Non sarà una semplice cerimonia accademica, ma un momento carico di memoria e responsabilità civile. Lunedì 20 aprile la Sapienza Università di Roma inaugura ufficialmente l’anno accademico 2025/2026, scegliendo di legare questo passaggio simbolico a una delle pagine più drammatiche della storia italiana.

Nel 723° anniversario dalla fondazione voluta da Bonifacio VIII, l’ateneo guarda indietro per ribadire il proprio ruolo nel presente: custodire la memoria e trasmettere i valori della democrazia.

Al centro della giornata, il ricordo dei 18 membri della comunità universitaria — tra studenti, docenti e laureati — vittime dell’Eccidio delle Fosse Ardeatine. Un legame profondo che riaffiora oggi con forza, trasformando l’inaugurazione in un ponte tra passato e futuro.

L’arte come testimonianza

Cuore della commemorazione sarà l’omaggio a Francesco Coccia, architetto e docente della Sapienza, tra i protagonisti della progettazione del Mausoleo delle Fosse Ardeatine.

Nel Rettorato verrà presentata la riproduzione del bozzetto del gruppo scultoreo “Le tre età alle Fosse Ardeatine”, realizzato nel 1946 e oggi custodito presso l’Accademia di San Luca. Un’opera che racconta, con forza simbolica, la frattura generazionale provocata dalla violenza della guerra.

Nell’Aula Magna torneranno anche due presenze storiche: i busti marmorei di Leonardo da Vinci e Dante Alighieri, realizzati dallo stesso Coccia nel dopoguerra. Un recupero che restituisce all’ateneo una parte della sua identità culturale.

Le storie riemerse dagli archivi

Ad anticipare la cerimonia sarà la presentazione di un lavoro di ricerca che riporta alla luce documenti e testimonianze inedite sulle vittime legate alla Sapienza.

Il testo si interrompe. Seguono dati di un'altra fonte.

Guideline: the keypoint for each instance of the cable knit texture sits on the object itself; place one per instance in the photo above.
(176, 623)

Fotografie, fascicoli e carte d’archivio ricostruiscono le loro vite prima della tragedia, restituendo nomi e volti a una memoria spesso rimasta sullo sfondo. I materiali saranno pubblicati in un volume realizzato con l’Associazione Nazionale Famiglie Italiane Martiri e raccolti in un portale digitale dedicato.

Il significato di una scelta

Per la rettrice Antonella Polimeni, dedicare l’inaugurazione a questo capitolo della storia nazionale significa ribadire il ruolo dell’università come presidio di libertà. Il richiamo è al percorso che, dalla fine del conflitto al referendum del 2 giugno 1946, ha dato vita alla Repubblica.

In questo contesto, il Mausoleo delle Ardeatine diventa simbolo fondativo della memoria collettiva e monito contro ogni forma di sopraffazione.

Una comunità che guarda avanti

La cerimonia proseguirà alle 11:30 nell’Aula Magna con la prolusione della rettrice e l’intervento della direttrice generale Loredana Segreto.

Spazio anche agli studenti, con gli interventi di Serena Ferraiolo e Mohammed Arafat, espressione di una comunità universitaria sempre più internazionale.

Un appuntamento che va oltre il calendario accademico. Perché, in un tempo segnato da nuove incertezze, la Sapienza sceglie di partire dalla memoria per riaffermare il proprio compito: formare coscienze, prima ancora che professionisti.